Data showed that German industrial orders dropped mainly because demand from non-euro zone countries weakened. Holidays also had an effect.
Volkswagen came under pressure again, falling around 3% after Handelsblatt reported that VW had admitted 8 million vehicles were fitted with software capable of cheating diesel emissions tests in the European Union. Its sales in South Korea also fell.
Joe Rundle, head of trading at ETX Capital, said that the data and problems at Volkswagen partly explained the underperformance of Germany's blue-chip DAX index.
"The German economy isn't fully booming. There aren't significant problems, but there are stutters. And if the Volkswagen scandal deepens, then Brand Germany might lose its appeal," Rundle said, saying that the data wasn't too concerning in the longer term.

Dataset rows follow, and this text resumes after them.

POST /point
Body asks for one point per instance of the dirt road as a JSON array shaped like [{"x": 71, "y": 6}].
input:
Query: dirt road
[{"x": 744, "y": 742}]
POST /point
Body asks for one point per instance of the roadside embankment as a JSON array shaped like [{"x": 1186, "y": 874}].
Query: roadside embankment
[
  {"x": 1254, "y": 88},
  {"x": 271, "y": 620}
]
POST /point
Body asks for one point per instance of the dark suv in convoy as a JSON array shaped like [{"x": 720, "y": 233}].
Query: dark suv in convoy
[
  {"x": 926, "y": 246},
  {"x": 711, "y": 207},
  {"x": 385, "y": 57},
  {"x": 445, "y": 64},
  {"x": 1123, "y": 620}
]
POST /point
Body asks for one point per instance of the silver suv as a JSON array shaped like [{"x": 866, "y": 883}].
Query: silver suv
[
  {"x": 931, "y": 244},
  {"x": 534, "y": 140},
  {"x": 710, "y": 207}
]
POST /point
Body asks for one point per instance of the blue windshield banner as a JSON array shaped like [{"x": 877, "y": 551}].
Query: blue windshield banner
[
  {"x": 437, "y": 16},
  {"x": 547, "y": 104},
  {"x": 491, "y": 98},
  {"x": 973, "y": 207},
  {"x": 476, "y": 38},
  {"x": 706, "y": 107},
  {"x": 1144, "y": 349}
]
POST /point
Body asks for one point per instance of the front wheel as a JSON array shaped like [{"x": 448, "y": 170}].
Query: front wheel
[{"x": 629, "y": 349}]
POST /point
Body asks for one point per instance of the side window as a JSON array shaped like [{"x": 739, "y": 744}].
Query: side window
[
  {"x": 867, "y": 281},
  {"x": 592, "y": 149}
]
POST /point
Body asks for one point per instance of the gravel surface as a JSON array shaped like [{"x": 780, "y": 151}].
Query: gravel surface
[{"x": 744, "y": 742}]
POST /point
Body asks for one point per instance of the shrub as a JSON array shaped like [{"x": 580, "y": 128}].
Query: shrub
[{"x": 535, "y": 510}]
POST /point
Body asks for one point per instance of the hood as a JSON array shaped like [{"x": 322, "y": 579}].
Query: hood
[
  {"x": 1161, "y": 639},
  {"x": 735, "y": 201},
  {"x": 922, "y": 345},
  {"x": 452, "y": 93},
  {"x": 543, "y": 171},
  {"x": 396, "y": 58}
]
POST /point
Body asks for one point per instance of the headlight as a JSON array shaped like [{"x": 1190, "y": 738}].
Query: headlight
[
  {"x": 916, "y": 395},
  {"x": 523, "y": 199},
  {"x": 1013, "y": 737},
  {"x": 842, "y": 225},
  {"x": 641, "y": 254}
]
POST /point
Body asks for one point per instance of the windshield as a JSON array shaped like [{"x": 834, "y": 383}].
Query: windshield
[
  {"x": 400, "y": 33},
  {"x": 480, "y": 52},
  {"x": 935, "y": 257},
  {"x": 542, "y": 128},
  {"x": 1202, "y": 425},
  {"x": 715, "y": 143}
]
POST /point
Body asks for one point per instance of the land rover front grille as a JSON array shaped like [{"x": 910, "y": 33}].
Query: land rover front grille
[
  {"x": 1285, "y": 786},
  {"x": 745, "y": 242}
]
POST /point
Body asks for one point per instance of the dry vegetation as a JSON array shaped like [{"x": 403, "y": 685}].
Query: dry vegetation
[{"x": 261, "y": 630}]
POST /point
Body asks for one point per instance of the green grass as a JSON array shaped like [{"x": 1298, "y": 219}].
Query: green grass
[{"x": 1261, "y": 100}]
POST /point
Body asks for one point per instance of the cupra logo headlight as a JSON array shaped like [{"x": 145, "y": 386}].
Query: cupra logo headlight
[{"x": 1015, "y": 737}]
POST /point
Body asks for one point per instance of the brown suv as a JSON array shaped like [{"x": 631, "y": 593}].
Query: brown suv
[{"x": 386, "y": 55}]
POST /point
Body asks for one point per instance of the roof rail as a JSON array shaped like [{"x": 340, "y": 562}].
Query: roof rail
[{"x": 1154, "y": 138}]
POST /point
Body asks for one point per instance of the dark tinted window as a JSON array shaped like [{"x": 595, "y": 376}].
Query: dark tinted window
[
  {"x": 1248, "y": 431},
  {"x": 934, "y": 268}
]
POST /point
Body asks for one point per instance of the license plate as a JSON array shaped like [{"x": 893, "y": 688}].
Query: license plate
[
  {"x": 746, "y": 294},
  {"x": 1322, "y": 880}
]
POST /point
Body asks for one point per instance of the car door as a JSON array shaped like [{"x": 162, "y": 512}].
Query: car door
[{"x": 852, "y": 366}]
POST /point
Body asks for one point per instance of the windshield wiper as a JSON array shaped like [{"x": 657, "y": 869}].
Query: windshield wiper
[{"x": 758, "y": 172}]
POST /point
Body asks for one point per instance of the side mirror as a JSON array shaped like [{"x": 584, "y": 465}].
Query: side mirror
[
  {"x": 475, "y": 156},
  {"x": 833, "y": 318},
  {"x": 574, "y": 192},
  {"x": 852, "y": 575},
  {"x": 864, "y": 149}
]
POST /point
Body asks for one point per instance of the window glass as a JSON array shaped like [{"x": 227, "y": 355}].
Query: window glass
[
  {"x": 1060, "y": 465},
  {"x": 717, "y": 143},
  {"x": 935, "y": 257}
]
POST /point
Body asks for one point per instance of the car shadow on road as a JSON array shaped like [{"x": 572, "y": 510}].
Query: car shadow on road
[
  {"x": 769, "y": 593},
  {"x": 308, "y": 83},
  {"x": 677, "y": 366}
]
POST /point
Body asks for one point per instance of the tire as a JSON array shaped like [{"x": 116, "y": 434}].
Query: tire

"They have an artificially weak currency, and monetary policy should remain loose. Weaker data should ultimately mean the ECB maintains ultra-easy monetary policy, which will be good for Germany."
The pan-European FTSEurofirst 300 fell 0.5% to 1 405.41 points. The DAX was down 0.7%.
The FTSEurofirst 300 had rallied 3% on Monday, in its biggest single session rise since August.
The biggest decline on the index was by Glencore. It fell 4.7% after surging 21% in the previous session, its best daily gain ever.
Hopes of asset sales and comments that output cuts would lift copper prices helped to support Glencore's shares on Monday, but a fresh target price cut by HSBC suggested that recent volatility could prevail in the near term.
Shares in TeliaSonera fell 3% to 43.57 crowns. A newspaper reported that US authorities may seek damages as high as $961m from the Swedish telecoms operator in relation to an investigation of alleged corruption in Uzbekistan.
Bouygues Telecom rose 2.5%. France's third-largest mobile operator said it aimed to improve its profit margins and sales in coming years as it defends its standalone strategy.